The lawsuit asserts that while GM’s redesign of the Vortec 5300 engine effectively confirms every apparent defect described above, owners and lessees of vehicles with Generation IV engines were left entirely out in the cold.
“Those people remain saddled with their defective Generation IV Vortec 5300 Engines with no relief from GM,” the suit relays.
Moreover, despite knowing of the Chevy and GMC oil consumption defect, GM continued to sell and lease vehicles to consumers without disclosing the potentially catastrophic problem, the suit says. In fact, to this day, GM has not warned or otherwise informed drivers that their vehicles may be consuming oil at an unreasonable—and unsafe—rate, the lawsuit alleges.
From the suit:
Rather, GM has allowed drivers of the Class Vehicles to continue driving those vehicles, despite knowing that they are consuming oil at an abnormally high rate, and has continued allowing drivers of the Class Vehicles to rely on the Oil Life Monitoring System, despite knowing that they were driving well past the point at which their vehicles have consumed the amount of oil necessary for proper engine lubrication and proper, safe operation. The result is Class Vehicles that suffer engine failure and engine damage, including spark plug fouling, ring wear, lifter collapse, bent pushrods, camshaft wear, valve wear, rod bearing wear, rod breakage, wristpin wear, wristpin breakage, crankshaft wear and main bearing wear or destruction and other forms of internal component wear/breakage due to unacceptable heat and friction levels and oil breakdown.”

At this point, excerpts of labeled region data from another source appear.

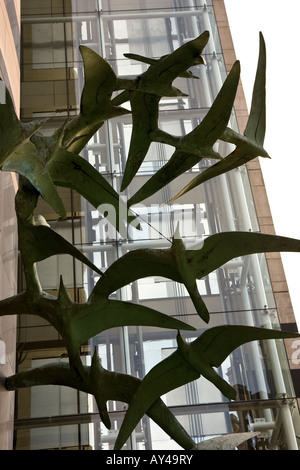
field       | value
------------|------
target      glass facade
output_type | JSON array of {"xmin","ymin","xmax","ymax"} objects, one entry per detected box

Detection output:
[{"xmin": 15, "ymin": 0, "xmax": 298, "ymax": 450}]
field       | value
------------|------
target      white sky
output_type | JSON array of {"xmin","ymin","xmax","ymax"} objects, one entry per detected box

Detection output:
[{"xmin": 225, "ymin": 0, "xmax": 300, "ymax": 328}]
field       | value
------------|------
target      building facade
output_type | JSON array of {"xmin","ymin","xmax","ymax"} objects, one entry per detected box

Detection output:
[
  {"xmin": 0, "ymin": 0, "xmax": 300, "ymax": 450},
  {"xmin": 0, "ymin": 0, "xmax": 21, "ymax": 449}
]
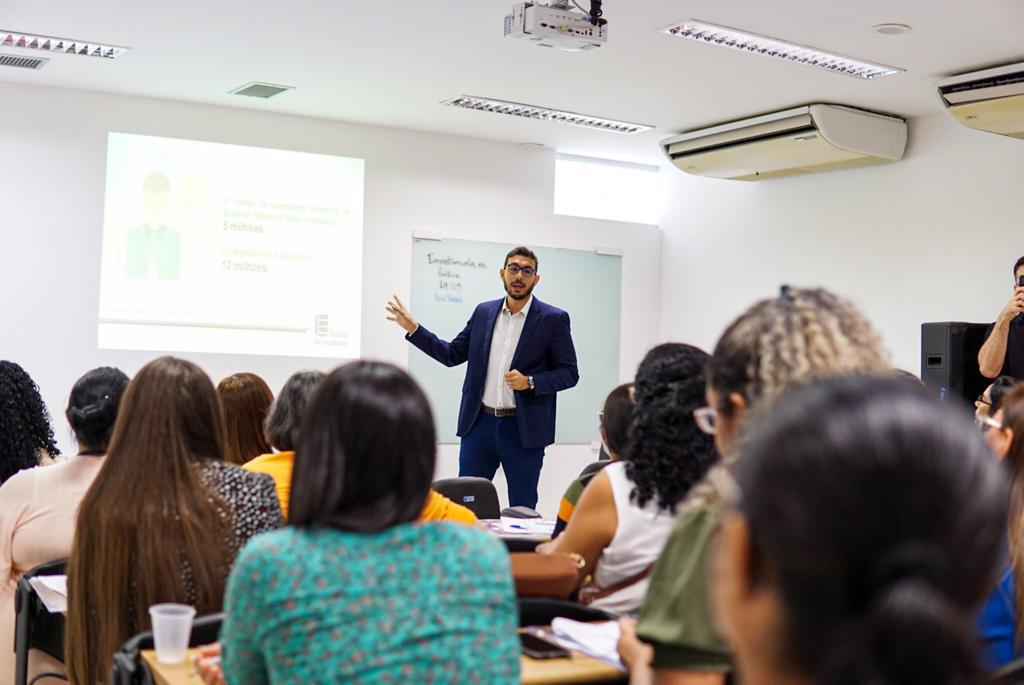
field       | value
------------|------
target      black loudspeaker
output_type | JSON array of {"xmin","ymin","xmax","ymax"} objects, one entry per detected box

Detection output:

Consumers would never have bought or leased affected 2010-2014 Chevrolet and GMC vehicles, or would have paid less for the cars, had they known they were buying into an engine rife with flaws, according to the lawsuit.
Am I covered by this lawsuit?
The case looks for the court to certify nationwide and Ohio-only classes of all current and former owners or lessees of any of the vehicle models listed at the top of this post.